As an example say we miss a command on position X.
If we see that we missed one we will buffer all other commands which came after the missed position X.
After we collect 1000 commands, on the 1000+1 command we will send a COMMAND_FAILURE as reply back to the RaftSessionInvoker.
The reply will contain also the last successful applied position X-1. The COMMAND_FAILURE signals that the server received events out-of-order.

This will trigger the following:

  • The RaftSessionInvoker will call resubmit(X-1, attempt);, where attempt is the command which got an COMMAND_FAILURE response.
  • In resubmit the operations are retried larger then X-1, this includes X.

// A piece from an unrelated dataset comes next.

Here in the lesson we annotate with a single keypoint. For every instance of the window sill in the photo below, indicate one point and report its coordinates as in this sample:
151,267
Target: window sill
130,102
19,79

The problem with this is the following:
Say we have send 1000+n commands after the missing command, where n is larger then 1.
Then on 1000+1 and all following until 1000+n we get an COMMAND_FAILURE response, this means n COMMAND_FAILURE responses. On each COMMAND_FAILURE responses we will retry
1000+n operations. This means we will send n * (1000 + n) commands. This can cause a lot of traffic and could end in out of memory.

Fix

The main problem is that OperationAttempt#retry retries the commands asynchronously, which then caused a lot of traffic in the end because we were not able to detect if we already retried this operation or not. It is not necessary to send these commands async, in the RaftSessionInvoker we only have one thread. If we send it directly in resubmit we can check on the next iteration whether the operation was already retried or not.

BTW:

I think it is not necessary to collect 1000 commands before we send the first COMMAND_FAILURE, which means we could send directly the reply since all other commands are resend anyway.